Basics SAP Authorizations including Fiori - Online Training
Coordinate authorisation management in customer-owned programmes
You can set up a nightly background job to match the certificates with your customer's own programme. This requires that the certificates can be obtained through an SAP programme.
You have already created roles for SAP CRM and would like to add additional external services? Nothing easier than that! Create PFCG roles for the SAP CRM Web Client, typically so that you complete the customising of the CRM business role before creating the PFCG role, based on this customising. However, the customising of the CRM business role may be updated. The PFCG role must now also be adjusted, otherwise the newly configured area start pages or the logical links will not be visible. However, there is no automatism for this, as it exists during the initial creation of the role menu. You must apply the adjustment manually in the PFCG role.
Reference User
For an overview of the active values of your security policy, click the Effective button. Note that not only the attributes you have changed are active, but also the suggestion values you have not changed.
It is very important that critical authorizations are generally subject to a monitoring process in order to be able to ensure that they are assigned in a productive system in a very restricted manner or not at all. Law-critical authorizations in particular, such as deleting all change documents, debugging ABAP programs with Replace, and deleting version histories, must never be assigned in a production system, as these authorizations can be used to violate the erasure ban, among other things. It must therefore be ensured that these authorizations have not been assigned to any user, not even to SAP® base administrators.

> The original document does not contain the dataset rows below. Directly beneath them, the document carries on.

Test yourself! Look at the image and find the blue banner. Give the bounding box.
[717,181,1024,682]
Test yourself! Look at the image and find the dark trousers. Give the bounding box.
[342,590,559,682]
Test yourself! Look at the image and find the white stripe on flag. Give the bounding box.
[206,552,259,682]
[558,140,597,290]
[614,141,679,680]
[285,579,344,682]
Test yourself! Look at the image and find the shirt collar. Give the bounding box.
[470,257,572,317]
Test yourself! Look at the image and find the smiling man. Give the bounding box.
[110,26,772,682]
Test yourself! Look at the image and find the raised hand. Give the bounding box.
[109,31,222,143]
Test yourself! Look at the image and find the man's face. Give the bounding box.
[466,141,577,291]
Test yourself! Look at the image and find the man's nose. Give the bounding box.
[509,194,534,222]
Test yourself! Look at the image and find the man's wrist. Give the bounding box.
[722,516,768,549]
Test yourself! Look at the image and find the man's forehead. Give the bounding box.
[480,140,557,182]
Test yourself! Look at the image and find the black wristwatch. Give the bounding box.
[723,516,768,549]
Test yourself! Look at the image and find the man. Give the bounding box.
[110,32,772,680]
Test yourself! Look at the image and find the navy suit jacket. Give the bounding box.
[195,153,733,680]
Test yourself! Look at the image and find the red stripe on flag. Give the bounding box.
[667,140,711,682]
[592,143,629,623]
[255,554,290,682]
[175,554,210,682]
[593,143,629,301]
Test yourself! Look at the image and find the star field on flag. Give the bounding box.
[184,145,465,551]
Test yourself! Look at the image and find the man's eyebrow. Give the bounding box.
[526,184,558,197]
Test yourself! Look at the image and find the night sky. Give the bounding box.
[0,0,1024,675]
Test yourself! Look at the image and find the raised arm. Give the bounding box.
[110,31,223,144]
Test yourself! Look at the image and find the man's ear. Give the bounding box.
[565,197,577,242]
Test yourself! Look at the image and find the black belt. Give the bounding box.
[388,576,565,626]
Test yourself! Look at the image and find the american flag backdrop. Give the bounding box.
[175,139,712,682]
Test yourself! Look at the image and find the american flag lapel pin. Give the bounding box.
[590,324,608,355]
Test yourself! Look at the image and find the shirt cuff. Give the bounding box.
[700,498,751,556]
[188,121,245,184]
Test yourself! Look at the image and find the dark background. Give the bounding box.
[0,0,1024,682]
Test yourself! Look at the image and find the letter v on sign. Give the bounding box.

Secure your go-live additionally with "Shortcut for SAP systems". You can assign necessary SAP authorizations quickly and easily directly in the system.
SAP Basis is the foundation of any SAP system. You can find a lot of useful information about it on this page: www.sap-corner.de.
Because this transaction shows the last failed permission check.
So much information... how can you keep it so that you can find it again when you need it? Scribble Papers is a "note box" that makes this very easy.
To do this, administrators should obtain an overview and the assigned authorizations should be checked regularly.